Abstract. In this paper, we describe a novel algorithm to group, label, identify and perform optical tracking of marker sets, which are grouped into two specific configurations, and whose projective invariant properties will allow obtaining a unique identification for each predefined marker pattern. These configurations are formed by 4 collinear and 5 coplanar markers. This unique identification is used to correctly recognize various and different marker patterns inside the same tracking area, in real time. The algorithm only needs image coordinates of markers to perform the identification of marker patterns. For grouping the dispersed markers that appear in the image, the algorithm uses a “divide and conquer” strategy to segment the image and give some neighborhood reference among markers.

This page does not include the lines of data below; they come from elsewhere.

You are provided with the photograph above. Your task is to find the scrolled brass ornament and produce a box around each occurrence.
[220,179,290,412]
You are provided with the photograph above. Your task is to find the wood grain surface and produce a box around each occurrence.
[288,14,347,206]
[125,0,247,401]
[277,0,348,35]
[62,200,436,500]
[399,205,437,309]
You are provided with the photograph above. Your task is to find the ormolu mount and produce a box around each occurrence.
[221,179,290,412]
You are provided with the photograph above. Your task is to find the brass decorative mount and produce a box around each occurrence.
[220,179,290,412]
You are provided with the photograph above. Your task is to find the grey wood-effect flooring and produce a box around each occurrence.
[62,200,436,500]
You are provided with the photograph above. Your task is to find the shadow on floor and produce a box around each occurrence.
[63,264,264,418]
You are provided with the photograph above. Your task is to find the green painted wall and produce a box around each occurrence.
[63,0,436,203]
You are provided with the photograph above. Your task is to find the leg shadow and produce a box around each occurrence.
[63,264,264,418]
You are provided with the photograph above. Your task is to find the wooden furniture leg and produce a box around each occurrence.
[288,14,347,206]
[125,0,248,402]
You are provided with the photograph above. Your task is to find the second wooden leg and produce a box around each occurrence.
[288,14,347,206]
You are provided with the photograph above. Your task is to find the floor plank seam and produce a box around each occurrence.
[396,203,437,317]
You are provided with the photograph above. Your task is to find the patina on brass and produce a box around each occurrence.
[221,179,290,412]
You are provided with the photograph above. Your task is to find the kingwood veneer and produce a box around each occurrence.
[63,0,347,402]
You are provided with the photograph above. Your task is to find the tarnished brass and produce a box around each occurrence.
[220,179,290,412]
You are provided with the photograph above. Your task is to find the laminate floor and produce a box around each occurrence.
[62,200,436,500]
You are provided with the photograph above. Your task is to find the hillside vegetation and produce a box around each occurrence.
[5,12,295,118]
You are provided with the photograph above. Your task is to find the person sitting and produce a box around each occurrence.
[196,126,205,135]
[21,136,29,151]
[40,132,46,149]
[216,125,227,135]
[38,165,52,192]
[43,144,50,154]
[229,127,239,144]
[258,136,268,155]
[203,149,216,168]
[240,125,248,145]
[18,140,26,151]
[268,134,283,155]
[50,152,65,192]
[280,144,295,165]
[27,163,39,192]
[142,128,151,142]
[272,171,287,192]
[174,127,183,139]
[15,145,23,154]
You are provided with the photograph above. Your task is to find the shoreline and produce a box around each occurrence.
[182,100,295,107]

Keywords:Point-based Feature, Point Set Matching, Projective Invariants, Optical Tracking.
For many years, tracking systems have been essential and intensively used tools in the implementation of virtual and augmented reality applications. Their purpose is to track different objects or markers, either individually or as a group, within a predefined area. Among the diverse technologies used to develop these tracking devices we can mention mechanical, magnetic, sound, optical and hybrid ones. Among these, optical technologies have been one of the mostly used due to some advantages they have in relation to others, such as: their sensors require no wires, they are less sensitive to noise, and they allow incrementing simultaneously the number of markers tracked within an area without significantly affecting the system, especially hardware.

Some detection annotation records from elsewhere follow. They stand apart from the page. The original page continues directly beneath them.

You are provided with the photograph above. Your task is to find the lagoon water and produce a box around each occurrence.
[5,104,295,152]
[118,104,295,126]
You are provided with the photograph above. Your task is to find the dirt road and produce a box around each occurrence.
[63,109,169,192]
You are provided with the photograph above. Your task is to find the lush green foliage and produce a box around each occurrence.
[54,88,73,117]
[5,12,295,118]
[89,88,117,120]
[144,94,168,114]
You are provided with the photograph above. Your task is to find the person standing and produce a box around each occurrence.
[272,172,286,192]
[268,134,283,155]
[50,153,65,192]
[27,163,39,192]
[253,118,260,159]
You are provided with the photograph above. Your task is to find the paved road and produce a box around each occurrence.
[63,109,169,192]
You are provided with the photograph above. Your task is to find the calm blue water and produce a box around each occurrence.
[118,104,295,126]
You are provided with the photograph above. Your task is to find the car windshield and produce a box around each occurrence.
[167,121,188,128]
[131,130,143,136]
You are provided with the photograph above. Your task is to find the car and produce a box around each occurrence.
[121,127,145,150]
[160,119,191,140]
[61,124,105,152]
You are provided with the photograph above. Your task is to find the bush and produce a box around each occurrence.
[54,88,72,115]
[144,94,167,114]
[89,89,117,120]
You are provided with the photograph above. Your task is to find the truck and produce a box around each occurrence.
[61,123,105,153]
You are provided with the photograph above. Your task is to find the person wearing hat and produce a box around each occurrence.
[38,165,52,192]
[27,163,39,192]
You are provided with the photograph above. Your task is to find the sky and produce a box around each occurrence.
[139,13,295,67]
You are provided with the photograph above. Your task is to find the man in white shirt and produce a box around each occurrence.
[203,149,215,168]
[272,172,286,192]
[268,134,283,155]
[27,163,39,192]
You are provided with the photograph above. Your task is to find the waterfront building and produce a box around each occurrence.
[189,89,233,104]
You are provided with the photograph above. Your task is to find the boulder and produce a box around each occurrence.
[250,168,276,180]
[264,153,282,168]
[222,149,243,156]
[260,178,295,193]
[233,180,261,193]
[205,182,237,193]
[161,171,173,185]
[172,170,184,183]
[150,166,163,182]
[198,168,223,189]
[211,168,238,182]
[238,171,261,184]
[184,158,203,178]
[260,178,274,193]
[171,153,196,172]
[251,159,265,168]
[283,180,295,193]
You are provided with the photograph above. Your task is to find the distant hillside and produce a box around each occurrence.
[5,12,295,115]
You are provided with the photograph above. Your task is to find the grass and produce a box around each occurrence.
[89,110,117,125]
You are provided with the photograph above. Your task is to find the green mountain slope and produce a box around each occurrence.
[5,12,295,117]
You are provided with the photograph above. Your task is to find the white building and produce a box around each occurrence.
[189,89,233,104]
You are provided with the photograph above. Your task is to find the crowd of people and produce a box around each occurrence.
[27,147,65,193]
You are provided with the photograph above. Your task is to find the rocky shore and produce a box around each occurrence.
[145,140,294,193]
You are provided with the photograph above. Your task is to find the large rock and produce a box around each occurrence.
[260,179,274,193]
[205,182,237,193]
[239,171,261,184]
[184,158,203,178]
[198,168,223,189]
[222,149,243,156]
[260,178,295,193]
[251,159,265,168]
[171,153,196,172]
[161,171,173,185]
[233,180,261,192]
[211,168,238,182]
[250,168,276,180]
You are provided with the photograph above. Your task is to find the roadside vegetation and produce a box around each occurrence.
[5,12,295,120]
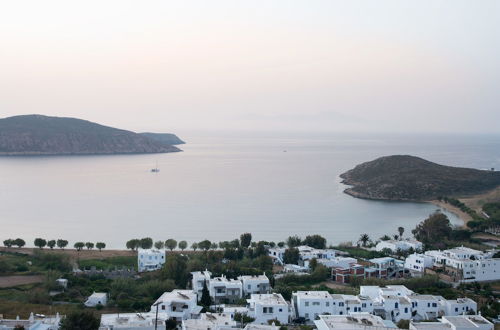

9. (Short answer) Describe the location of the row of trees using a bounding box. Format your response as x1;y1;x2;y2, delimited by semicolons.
3;237;106;251
3;238;26;248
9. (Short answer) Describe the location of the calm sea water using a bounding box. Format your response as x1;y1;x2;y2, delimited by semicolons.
0;135;500;248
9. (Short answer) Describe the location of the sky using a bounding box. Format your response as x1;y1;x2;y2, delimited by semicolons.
0;0;500;133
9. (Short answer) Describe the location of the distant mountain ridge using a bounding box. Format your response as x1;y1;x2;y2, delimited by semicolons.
340;155;500;201
0;115;181;155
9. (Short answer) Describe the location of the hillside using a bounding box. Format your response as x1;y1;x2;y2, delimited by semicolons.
139;133;186;145
340;155;500;201
0;115;180;155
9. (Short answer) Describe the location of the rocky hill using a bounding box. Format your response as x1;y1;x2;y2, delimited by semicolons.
340;155;500;201
0;115;180;155
139;133;186;145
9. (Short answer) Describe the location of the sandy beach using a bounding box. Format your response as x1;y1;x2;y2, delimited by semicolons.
429;200;472;227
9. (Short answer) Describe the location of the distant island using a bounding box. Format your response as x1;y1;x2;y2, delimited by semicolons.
139;133;186;145
340;155;500;201
0;115;183;156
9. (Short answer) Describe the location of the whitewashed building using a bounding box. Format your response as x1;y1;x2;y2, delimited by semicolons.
137;249;165;272
181;313;238;330
238;274;271;296
292;291;334;321
439;298;477;316
84;292;108;307
247;293;292;324
405;253;434;273
151;290;202;321
425;247;500;282
375;239;424;252
191;270;212;301
208;276;243;304
314;313;398;330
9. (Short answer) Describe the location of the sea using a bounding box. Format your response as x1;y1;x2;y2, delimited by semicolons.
0;132;500;249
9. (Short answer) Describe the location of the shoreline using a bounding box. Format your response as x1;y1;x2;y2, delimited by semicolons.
427;199;472;228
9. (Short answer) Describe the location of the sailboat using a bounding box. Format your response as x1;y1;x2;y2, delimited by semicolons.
151;161;160;173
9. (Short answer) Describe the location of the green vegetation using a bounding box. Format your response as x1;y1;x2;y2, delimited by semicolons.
78;256;137;270
341;155;500;201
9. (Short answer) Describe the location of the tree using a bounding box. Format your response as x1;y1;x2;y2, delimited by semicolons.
200;281;212;309
198;239;212;251
240;233;252;248
302;235;326;249
56;239;68;250
165;238;177;251
95;242;106;252
59;310;101;330
359;234;370;246
126;238;140;250
155;241;165;250
286;235;302;248
34;238;47;249
412;212;452;244
179;241;187;251
47;239;56;250
398;227;405;238
139;237;153;249
73;242;85;251
14;238;26;248
283;248;300;265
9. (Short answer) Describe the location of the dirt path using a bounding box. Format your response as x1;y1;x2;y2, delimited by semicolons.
0;275;44;288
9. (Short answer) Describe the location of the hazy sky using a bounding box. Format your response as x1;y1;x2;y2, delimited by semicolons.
0;0;500;132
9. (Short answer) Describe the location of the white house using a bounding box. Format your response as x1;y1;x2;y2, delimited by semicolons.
314;313;398;330
208;276;243;304
247;293;292;324
137;249;165;272
410;315;494;330
405;253;434;273
375;239;424;252
317;257;358;268
425;247;500;282
191;270;212;301
439;298;477;316
238;274;271;296
0;313;62;330
181;313;237;330
151;290;202;321
292;291;334;321
84;292;108;307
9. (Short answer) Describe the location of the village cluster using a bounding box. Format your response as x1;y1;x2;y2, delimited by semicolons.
0;240;500;330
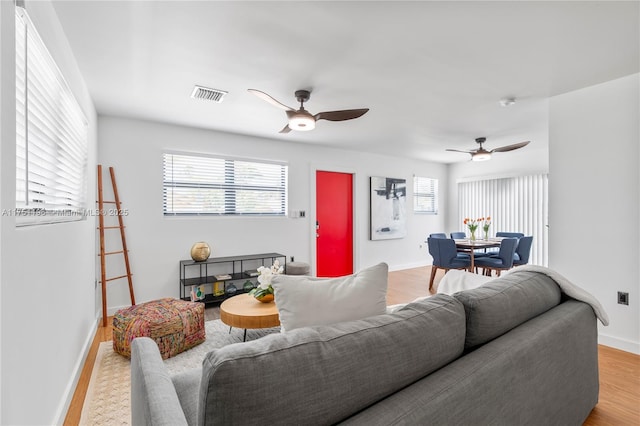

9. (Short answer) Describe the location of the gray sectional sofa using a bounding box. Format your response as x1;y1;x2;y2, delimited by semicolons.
131;271;598;426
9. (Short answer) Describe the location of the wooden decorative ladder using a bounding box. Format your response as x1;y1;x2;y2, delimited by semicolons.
98;164;136;327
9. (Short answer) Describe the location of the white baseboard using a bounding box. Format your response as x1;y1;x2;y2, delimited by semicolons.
389;261;430;271
598;334;640;355
53;318;99;425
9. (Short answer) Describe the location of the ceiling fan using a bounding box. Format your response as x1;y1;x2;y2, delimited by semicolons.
447;138;529;161
248;89;369;133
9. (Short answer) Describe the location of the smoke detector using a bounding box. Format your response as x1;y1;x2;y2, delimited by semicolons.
191;85;229;103
499;98;516;107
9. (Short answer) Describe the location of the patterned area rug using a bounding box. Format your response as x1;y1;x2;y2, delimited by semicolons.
80;320;280;426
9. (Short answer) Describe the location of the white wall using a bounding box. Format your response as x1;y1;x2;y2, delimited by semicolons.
98;116;447;310
549;74;640;353
0;1;97;425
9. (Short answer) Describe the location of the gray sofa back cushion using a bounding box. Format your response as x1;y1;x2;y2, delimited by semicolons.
453;271;560;349
198;295;465;425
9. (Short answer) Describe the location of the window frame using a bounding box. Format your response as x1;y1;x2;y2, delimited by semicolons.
413;175;438;215
162;151;289;217
12;5;88;226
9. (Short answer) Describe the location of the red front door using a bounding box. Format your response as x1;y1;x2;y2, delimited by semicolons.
316;171;353;277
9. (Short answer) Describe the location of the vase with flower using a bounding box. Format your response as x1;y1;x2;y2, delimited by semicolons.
463;217;480;241
482;216;491;240
249;259;284;303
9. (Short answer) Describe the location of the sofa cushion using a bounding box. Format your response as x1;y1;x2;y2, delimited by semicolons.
273;263;389;331
453;272;560;349
198;295;465;425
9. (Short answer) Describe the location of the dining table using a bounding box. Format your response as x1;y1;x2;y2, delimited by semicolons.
454;237;504;272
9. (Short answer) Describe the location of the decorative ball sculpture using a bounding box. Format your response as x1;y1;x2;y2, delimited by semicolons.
191;241;211;262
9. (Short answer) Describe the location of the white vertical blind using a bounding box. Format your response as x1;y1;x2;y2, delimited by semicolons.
458;174;549;266
163;153;288;216
16;7;87;225
413;176;438;214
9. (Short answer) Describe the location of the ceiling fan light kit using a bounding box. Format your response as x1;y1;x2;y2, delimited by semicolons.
471;151;491;161
499;98;516;107
289;111;316;132
248;89;369;133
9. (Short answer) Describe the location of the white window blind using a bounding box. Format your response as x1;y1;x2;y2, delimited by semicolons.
413;176;438;214
458;174;549;266
163;153;288;216
16;7;87;226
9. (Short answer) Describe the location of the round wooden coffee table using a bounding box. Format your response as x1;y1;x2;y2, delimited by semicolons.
220;293;280;341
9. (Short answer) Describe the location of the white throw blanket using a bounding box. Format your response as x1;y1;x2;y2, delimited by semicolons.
502;265;609;325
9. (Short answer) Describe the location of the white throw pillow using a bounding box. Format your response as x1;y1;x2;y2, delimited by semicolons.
272;263;389;331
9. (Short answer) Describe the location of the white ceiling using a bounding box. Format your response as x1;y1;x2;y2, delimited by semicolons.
54;0;640;163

Optical tracking systems often have a well structured and standardized hardware and software architecture that can be summarized as follows:
Concerning hardware, this type of tracking is usually composed of video capturing devices varying from a simple web camera to robust cameras for industrial vision. Another hardware element are markers, which can range from small retro-reflective spheres, IR (infrared) leds, up to dots or features of the scene itself, such as corners, lines and other characteristic details the system might use as tracking markers.
Regarding software, optical tracking systems present a more standardized operation flow based on the implementation of different computer vision techniques with the purpose of extracting, recognizing and tracking markers.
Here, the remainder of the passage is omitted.